二・二六事件(3)目的とシナリオ
二・二六事件は、「機関銃まで持ち出しておじいさんを3、4人殺しただけ(丸山真男)」だとして、要人暗殺と擾乱が目的のテロ事件だった五・一五事件と並べて同類に語られることが多い。しかし、動員された人数、事後有罪となった首謀者の数と刑の重さは文字通り桁違いである。以後の歴史に与えた影響も二・二六事件は大きく重い。
二・二六事件は、国体護持と貧民層の救済を目的とし、政権の打倒と天皇親政軍事政権樹立を目標とするクーデターであった。そして、それは失敗した。と考えるのが妥当であろう。
決起将校の最先任だった野中四郎大尉が書いたという「決起趣意書」から、そのシナリオは以下のようなものだったと考えられる。

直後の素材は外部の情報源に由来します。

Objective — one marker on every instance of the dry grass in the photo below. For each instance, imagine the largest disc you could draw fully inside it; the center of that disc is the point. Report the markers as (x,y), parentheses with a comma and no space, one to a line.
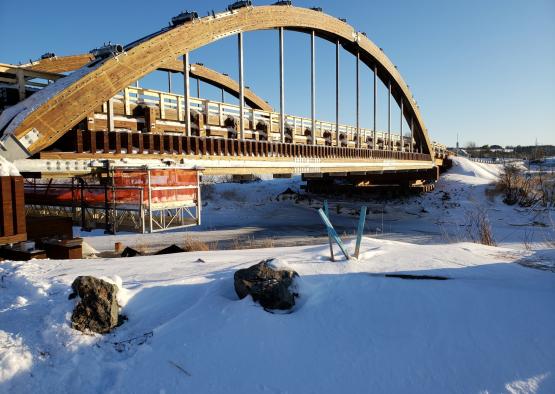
(232,195)
(478,227)
(195,245)
(251,243)
(526,190)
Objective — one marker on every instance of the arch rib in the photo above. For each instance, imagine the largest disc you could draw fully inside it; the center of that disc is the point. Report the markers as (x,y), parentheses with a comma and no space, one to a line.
(55,115)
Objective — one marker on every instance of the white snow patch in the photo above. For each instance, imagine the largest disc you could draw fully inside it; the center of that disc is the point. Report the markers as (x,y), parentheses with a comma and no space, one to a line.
(478,171)
(7,168)
(528,386)
(15,356)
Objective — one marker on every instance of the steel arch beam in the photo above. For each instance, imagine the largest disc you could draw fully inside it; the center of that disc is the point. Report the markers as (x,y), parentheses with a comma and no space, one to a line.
(40,127)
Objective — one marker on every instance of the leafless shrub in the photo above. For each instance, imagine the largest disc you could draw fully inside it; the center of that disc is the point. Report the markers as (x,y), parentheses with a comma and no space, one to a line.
(492,192)
(526,190)
(528,240)
(478,227)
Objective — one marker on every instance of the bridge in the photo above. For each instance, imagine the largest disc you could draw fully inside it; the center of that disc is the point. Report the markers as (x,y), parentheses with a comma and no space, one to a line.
(94,109)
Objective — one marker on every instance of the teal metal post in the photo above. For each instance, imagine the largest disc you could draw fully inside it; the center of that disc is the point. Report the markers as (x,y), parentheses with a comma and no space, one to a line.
(327,212)
(333,234)
(360,230)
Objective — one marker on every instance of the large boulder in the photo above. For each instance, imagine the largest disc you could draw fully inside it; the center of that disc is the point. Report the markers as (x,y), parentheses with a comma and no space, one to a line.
(269,286)
(97,310)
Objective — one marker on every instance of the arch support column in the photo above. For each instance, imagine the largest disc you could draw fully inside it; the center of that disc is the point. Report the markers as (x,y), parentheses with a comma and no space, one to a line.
(241,87)
(187,94)
(313,85)
(281,88)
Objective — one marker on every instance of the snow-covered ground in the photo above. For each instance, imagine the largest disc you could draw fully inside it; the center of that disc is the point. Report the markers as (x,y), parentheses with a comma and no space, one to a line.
(487,329)
(251,212)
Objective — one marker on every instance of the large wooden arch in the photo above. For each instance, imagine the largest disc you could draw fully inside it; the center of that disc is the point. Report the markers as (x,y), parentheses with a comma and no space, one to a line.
(70,63)
(52,118)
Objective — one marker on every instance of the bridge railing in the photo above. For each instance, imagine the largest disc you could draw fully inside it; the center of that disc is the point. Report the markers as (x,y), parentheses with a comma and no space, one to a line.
(301,127)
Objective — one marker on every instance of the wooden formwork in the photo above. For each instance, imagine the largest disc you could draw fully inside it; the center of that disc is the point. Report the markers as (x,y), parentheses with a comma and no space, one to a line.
(12,216)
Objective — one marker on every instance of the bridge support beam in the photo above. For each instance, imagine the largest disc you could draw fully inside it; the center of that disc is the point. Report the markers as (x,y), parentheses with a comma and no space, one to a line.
(187,94)
(281,88)
(390,143)
(411,134)
(313,85)
(241,88)
(337,92)
(374,134)
(359,138)
(401,127)
(110,115)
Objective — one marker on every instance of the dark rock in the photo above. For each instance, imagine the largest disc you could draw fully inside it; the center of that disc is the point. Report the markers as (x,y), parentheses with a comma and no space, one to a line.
(268,286)
(97,310)
(130,252)
(171,249)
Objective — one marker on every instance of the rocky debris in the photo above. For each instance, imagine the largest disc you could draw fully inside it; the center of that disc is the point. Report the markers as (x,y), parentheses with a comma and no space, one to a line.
(97,310)
(171,249)
(130,252)
(270,287)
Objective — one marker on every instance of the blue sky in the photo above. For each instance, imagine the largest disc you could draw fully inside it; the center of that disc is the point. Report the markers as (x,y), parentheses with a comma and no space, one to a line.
(483,69)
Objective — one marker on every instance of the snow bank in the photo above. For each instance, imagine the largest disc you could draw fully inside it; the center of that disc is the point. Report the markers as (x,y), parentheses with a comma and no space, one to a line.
(15,356)
(487,328)
(7,168)
(479,171)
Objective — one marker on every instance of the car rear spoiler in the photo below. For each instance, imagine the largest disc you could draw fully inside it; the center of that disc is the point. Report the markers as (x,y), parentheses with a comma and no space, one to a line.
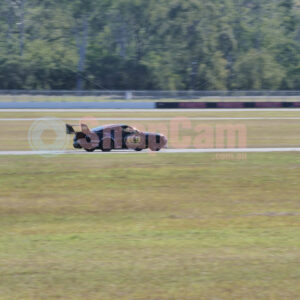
(70,129)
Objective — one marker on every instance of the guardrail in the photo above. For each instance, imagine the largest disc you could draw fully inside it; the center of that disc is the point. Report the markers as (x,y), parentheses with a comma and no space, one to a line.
(16,95)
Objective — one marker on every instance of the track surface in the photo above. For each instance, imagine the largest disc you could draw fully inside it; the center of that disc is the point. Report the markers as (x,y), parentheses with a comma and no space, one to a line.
(164,151)
(216,110)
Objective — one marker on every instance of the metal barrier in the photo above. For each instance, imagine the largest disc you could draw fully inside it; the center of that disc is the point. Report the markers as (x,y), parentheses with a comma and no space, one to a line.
(100,95)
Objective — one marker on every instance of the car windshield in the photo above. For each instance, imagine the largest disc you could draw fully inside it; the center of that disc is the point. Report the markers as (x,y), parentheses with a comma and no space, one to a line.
(130,129)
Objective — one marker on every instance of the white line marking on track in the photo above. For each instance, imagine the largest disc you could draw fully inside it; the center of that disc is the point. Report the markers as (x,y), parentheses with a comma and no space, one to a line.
(156,110)
(152,119)
(164,151)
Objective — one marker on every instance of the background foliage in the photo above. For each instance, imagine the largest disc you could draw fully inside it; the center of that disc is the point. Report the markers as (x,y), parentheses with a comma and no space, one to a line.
(150,44)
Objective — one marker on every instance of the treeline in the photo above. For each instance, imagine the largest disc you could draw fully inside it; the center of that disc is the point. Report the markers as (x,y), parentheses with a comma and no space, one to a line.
(150,44)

首相と主な重臣を除去(殺害)して現内閣を完全崩壊させ、さらに首班指名を行う元老を除去し緊急な後継内閣の成立を困難にする。宮中を封鎖して孤立した天皇を擁してクーデター政権を樹立、戒厳令を敷く。
そのために、第一次の殺害目標は、岡田啓介首相、岡田内閣の最大の大物であり首相経験者即ち後継内閣首班最有力の髙橋是清蔵相、同じく首相経験者で天皇側近の齊藤實内相、側近の鈴木貫太郎侍従長、反クーデター派と目された渡邊錠太郎陸軍教育総監、元老の西園寺公望、牧野伸顕。これで内閣は消滅し、後継内閣組閣は通常手段では不可能になる。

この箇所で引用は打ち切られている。